Ao falar sobre o efeito de vinganças
obsessivas efetuadas por Espíritos trevosos sobre encarnados e a maneira
de evitá-las, Kardec salienta a necessidade da vigilância moralizadora
para a manutenção do equilíbrio mental e espiritual.
Antigamente ofereciam-se sacrifícios
sangrentos - diz o Codificador - para apaziguar os deuses infernais
que nada mais eram do que os Espíritos maus... (O Evangelho Segundo o
Espiritismo).
De fato.
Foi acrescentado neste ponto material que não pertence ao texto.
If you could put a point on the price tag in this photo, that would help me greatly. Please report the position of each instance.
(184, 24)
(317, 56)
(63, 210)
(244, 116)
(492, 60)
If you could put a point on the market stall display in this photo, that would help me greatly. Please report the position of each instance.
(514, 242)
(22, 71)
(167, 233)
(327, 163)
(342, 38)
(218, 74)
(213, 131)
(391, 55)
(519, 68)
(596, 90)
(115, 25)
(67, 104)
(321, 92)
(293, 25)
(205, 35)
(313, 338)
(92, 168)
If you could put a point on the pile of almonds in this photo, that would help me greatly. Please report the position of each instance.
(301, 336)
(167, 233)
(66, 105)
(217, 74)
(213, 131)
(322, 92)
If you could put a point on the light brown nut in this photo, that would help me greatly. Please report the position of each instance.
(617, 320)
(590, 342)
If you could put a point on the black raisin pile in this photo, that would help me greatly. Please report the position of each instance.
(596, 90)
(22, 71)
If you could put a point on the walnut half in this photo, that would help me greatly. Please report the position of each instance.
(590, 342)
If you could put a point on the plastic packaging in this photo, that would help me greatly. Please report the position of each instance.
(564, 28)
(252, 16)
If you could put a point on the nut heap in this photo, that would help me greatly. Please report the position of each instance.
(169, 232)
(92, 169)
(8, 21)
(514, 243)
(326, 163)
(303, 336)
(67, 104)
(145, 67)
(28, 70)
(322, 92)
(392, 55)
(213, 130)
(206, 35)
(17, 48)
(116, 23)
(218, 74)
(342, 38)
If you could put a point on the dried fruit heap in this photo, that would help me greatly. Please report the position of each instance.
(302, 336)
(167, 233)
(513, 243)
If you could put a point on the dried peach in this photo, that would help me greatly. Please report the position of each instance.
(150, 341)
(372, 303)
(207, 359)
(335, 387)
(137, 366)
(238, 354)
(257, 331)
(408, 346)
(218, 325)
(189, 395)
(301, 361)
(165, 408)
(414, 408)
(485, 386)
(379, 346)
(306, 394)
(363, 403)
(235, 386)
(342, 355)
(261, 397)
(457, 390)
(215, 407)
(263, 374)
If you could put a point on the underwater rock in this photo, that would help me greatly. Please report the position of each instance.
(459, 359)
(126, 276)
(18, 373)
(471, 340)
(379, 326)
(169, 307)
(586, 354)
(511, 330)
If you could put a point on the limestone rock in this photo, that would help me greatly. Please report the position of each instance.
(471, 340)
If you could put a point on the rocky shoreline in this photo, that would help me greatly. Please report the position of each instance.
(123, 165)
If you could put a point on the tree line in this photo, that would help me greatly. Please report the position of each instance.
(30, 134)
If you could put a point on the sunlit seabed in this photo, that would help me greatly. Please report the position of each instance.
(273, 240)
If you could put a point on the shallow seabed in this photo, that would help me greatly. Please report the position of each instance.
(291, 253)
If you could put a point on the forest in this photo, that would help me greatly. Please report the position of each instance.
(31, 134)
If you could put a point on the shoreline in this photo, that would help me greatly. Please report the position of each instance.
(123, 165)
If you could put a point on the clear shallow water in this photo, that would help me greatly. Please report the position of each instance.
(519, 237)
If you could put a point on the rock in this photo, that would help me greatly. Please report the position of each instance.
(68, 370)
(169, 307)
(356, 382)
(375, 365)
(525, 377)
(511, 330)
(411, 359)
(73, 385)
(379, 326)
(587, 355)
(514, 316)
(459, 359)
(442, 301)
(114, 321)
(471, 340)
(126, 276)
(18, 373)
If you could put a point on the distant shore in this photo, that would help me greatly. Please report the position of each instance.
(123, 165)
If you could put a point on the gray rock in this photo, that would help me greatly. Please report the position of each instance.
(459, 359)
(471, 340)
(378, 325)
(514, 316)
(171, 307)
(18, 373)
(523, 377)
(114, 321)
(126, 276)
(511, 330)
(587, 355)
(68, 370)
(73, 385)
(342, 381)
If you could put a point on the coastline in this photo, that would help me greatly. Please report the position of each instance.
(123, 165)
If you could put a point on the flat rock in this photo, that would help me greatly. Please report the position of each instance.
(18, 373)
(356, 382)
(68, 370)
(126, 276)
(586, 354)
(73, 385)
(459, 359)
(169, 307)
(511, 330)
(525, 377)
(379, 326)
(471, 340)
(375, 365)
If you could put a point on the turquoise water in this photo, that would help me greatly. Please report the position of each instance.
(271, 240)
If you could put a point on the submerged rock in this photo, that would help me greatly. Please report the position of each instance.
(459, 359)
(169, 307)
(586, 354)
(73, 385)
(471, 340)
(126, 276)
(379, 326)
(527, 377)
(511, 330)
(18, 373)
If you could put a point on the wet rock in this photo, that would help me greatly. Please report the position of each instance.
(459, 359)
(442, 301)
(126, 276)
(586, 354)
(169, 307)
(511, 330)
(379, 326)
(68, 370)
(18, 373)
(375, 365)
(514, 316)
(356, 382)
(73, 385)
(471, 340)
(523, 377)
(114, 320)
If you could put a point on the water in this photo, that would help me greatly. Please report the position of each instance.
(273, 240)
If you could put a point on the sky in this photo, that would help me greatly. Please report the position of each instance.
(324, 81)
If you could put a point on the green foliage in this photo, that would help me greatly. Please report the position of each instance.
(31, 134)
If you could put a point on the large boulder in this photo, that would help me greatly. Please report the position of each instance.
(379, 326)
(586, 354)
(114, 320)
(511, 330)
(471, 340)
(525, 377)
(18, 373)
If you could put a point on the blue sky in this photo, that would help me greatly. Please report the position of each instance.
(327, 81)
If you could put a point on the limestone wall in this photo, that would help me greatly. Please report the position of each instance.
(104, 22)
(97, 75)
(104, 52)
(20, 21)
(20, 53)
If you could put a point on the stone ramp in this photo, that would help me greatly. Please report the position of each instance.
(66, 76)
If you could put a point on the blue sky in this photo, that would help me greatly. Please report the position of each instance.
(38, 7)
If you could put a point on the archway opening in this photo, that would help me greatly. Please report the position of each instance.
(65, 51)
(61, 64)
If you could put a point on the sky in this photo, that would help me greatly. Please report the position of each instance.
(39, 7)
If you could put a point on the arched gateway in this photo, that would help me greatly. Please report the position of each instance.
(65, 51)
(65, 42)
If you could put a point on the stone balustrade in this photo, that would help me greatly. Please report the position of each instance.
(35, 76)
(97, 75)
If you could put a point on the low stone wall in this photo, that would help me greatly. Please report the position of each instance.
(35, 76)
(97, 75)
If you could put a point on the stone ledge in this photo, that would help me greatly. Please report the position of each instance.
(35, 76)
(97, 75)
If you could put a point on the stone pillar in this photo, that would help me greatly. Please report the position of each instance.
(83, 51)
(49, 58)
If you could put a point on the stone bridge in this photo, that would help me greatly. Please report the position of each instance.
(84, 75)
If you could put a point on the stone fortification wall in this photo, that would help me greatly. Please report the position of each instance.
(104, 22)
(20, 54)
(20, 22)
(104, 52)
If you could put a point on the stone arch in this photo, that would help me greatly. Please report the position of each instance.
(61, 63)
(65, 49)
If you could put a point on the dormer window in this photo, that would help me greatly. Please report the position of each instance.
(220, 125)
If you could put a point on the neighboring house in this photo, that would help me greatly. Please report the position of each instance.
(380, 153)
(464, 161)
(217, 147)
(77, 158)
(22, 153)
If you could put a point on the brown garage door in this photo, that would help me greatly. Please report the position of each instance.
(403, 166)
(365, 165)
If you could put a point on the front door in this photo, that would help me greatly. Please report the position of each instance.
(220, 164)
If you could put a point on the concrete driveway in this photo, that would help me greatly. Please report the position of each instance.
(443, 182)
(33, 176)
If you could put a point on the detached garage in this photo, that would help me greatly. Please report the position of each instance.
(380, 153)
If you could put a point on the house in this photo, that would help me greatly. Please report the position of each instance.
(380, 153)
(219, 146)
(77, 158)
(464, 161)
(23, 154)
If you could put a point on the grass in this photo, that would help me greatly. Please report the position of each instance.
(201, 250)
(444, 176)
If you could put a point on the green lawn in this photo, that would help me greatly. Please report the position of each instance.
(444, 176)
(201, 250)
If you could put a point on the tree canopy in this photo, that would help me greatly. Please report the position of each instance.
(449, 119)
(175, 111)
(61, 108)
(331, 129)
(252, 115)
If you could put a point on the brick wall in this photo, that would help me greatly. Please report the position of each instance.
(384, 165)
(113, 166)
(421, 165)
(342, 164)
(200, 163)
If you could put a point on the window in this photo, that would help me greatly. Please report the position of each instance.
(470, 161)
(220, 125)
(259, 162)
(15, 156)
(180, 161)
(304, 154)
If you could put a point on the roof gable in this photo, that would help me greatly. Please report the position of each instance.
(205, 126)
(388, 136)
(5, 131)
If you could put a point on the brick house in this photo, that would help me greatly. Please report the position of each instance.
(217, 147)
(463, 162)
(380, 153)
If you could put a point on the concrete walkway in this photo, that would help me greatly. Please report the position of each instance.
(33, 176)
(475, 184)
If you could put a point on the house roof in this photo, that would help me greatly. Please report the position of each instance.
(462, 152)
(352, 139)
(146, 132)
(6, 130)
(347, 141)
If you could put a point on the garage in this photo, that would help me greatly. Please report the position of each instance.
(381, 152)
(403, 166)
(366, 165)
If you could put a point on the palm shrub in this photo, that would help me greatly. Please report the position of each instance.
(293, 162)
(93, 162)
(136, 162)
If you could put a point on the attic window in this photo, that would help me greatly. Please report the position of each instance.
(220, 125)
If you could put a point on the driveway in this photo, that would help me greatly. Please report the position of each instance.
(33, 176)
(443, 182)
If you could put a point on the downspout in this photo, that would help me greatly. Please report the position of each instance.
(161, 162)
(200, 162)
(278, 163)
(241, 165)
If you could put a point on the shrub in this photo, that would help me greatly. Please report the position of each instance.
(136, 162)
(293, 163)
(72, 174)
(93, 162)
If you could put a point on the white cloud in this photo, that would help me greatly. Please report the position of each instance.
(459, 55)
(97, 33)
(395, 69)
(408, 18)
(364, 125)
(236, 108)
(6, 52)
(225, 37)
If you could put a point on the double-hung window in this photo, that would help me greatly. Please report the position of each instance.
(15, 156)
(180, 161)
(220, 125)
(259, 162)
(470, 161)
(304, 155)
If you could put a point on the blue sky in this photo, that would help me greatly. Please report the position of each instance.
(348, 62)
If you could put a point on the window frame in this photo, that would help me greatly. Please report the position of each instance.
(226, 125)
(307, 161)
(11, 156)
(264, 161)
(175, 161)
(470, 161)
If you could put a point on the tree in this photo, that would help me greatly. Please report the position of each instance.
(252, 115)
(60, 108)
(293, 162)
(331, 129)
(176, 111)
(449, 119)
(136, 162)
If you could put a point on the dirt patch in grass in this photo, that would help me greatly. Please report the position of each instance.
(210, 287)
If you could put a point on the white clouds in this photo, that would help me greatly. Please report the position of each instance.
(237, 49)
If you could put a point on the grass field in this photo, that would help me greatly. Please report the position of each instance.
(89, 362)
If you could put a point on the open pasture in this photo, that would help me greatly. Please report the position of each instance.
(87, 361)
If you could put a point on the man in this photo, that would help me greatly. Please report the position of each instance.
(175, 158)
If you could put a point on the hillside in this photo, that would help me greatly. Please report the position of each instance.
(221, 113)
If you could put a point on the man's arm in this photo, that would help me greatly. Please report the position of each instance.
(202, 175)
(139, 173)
Essas tragédias não parecem
procurar a reedição daquelas páginas de fanatismo e selvageria? - É a
pergunta que nos acode, para encontrarmos logo adiante a resposta de
Kardec, na mesma obra:
O Espiritismo vem provar que esses
demônios não são mais do que as almas de homens perversos que ainda não se
despojaram dos seus instintos materiais; que não se pode apaziguá-los
senão pelo sacrifício dos maus sentimentos, ou seja, pela caridade; e que
a caridade não tem apenas o efeito de impedi-los de fazer o mal, mas
também de induzi-los ao caminho do bem e contribuir para a sua salvação.
Entendamos por salvação o
encaminhamento do Espírito (em estado de queda) de retorno aos processos
de evolução espiritual, o que, a rigor, corresponde ao destino de todos os
Espíritos.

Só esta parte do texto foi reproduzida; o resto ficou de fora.